Great Bear Rainforest - Day Three

Posted on 24th October, 2023

Day three dawned clear again, but being in a fjordland setting, it was a while until the sun would find its way to us. Once light enough, we were back onto the zodiacs and looking out for grizzlies, amongst other things.

We didn't have to wait long, spotting a bear in the far distance, just coming downstream. We stayed where we were but he gradually walked along the bank towards us, seemingly unaware of our presence, eventually getting really quite close!

Finally he gave us a little look, before moving on his way and finding himself a salmon. The above is qutie heavily cropped but you can see his right eye is missing - it turned out this was 'Nelson' - a bear that our skipper Neil had watched in a fight a couple of years earlier, hence the missing eye. As you can probably see, the flies were still in attendance, though I think we were more bothered by them than he was! Once again I spent more time than watching and, with hindsight, could perhaps have been a bit more liberal with the burst rate. Nevertheless, this just encapsulates the amazing experience of seeing a large, brown bear very close!

In the subdued and shaded light, I of course couldn't resist photographing a bit more of the local scruff ;) and, as always, we were accompanied by plenty of bald eagles, bonaparte gulls, the odd heron and plenty of harbour seals.

Back for breakfast and then we worked our way out of Mussel Inlet and headed southwest before making our way north again into Princess Royal Channel, travelling past yet more amazing scenery - the light was a little softer and the layers of woodland beautifully revealed.

Along with the softer light, came a few clouds - very welcome from a landscape photographer's perspective - and they were drifiting beautifully amongst the sheer sided, forested hills.

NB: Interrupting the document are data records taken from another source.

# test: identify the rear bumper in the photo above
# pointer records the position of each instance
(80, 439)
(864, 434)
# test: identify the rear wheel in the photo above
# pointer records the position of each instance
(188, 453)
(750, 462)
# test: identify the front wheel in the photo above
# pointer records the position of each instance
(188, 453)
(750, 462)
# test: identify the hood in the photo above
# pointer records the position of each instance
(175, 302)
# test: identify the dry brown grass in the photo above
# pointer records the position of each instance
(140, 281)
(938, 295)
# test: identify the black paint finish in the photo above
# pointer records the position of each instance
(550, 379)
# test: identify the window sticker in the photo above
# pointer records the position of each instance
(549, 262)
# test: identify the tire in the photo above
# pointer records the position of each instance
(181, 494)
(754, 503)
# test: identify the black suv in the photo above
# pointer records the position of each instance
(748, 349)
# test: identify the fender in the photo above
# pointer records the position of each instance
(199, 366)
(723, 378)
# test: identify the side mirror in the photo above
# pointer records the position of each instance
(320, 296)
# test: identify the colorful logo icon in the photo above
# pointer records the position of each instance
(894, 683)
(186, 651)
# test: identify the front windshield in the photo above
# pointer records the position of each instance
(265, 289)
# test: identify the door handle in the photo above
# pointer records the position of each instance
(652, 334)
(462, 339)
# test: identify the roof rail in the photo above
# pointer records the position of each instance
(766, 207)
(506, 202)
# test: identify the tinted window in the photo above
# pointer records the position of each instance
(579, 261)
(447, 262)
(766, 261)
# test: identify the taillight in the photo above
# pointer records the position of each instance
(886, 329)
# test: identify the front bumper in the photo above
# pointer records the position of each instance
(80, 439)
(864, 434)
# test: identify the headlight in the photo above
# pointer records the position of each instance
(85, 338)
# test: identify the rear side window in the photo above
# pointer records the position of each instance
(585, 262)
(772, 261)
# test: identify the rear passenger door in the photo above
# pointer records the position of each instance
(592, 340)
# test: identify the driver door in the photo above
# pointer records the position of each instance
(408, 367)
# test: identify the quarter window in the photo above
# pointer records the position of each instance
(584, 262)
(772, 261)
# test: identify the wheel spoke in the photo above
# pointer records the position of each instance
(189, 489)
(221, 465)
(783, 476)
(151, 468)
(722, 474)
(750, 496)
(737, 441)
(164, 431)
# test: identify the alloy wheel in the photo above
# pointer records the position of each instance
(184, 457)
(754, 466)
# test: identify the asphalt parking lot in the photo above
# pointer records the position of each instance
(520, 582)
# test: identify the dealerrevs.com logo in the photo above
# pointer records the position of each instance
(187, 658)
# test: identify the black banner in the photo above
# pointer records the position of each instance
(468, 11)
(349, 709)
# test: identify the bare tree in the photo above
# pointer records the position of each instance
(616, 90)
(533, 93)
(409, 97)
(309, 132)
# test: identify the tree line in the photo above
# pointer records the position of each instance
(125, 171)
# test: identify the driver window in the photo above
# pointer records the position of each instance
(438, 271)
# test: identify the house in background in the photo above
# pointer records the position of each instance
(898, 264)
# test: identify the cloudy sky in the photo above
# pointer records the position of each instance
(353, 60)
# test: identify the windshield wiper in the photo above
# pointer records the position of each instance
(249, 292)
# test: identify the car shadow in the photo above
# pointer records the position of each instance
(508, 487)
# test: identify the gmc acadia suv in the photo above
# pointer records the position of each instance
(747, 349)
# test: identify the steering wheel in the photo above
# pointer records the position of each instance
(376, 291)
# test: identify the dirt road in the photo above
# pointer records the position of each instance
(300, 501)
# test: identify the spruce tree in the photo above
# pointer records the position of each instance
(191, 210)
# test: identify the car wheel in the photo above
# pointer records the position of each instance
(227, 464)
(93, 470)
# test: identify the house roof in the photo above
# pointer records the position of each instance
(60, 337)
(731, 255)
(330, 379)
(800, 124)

This stretch of the channel was my first opportunity really to appreciate the wonderful textural and colour contrasts of the rocky shoreline, carpeted with a mass of trees - the softer light really helped to bring out the complementary tones - so it was just a question of trying to pick my moment and fine tune compositions on the move!

The liberal smattering of dead pines, whilst concerning to see, definitely made for a more interesting image! The clouds were building up all the time and this really did bring out the layers and details in the dense woodland.

The softer light also made closer images of tree details more of a realistic proposition and every so often a single tree would stand out for being a little different - you can even just spot a gull flying past in this one.

By mid afternoon, we'd reached the entrance to Khutze Inlet - another absolutely stunning location in which to anchor, albeit the light was somewhat hazy. Looking back the way was beautiful and I particularly liked the contrast between the sparkling sunlit sea and the hazy layers of land beyond.

Ahead of us was our first view of Khutze Inlet. Even through the haze, it was clear to see just how majestic the scenery is in this part of the world.

Once anchored, we set out again in the zodiacs. We were now experiencing our first rain of the trip - nothing that heavy and it made the colours of the trees and rocky shoreline pop that much more.

You can quite clearly see the rain falling in photo above - taken standing up (with permission!) and at ISO 2500 - which probably gives an idea of how overcast and shaded it was down there. Composing accurately and staying reasonably steady was a challenge, to say the least.

The damp and hazy conditions lent a rather mysterious air to our surroundings and there were always little pockets of scenery to photograph with a super mix of coniferous and deciduous trees.

The water was extremely shallow in parts and, with the sand shifting every year, finding a way through was tricky - but we were extremely glad to have done so as it wasn't long before we spotted a mother bear and two cubs - a timeless scene.

Again these were bears that both Neil and Liron had seen the year previously, when the cubs were still very small. We spent a long time watching them explore the riverbank, the cubs somewhat playful at times, mother watching on and keeping an eye on them. They seemed totally relaxed and again almost oblivious to our presence and it really was magical to see them interacting in this way, in the heart of such remote and wild scenery.

Eventually they made their way further upstream and, witht the light fading, we headed back to the boat; the clouds parting just enough for some wonderful and subtle sunset colours.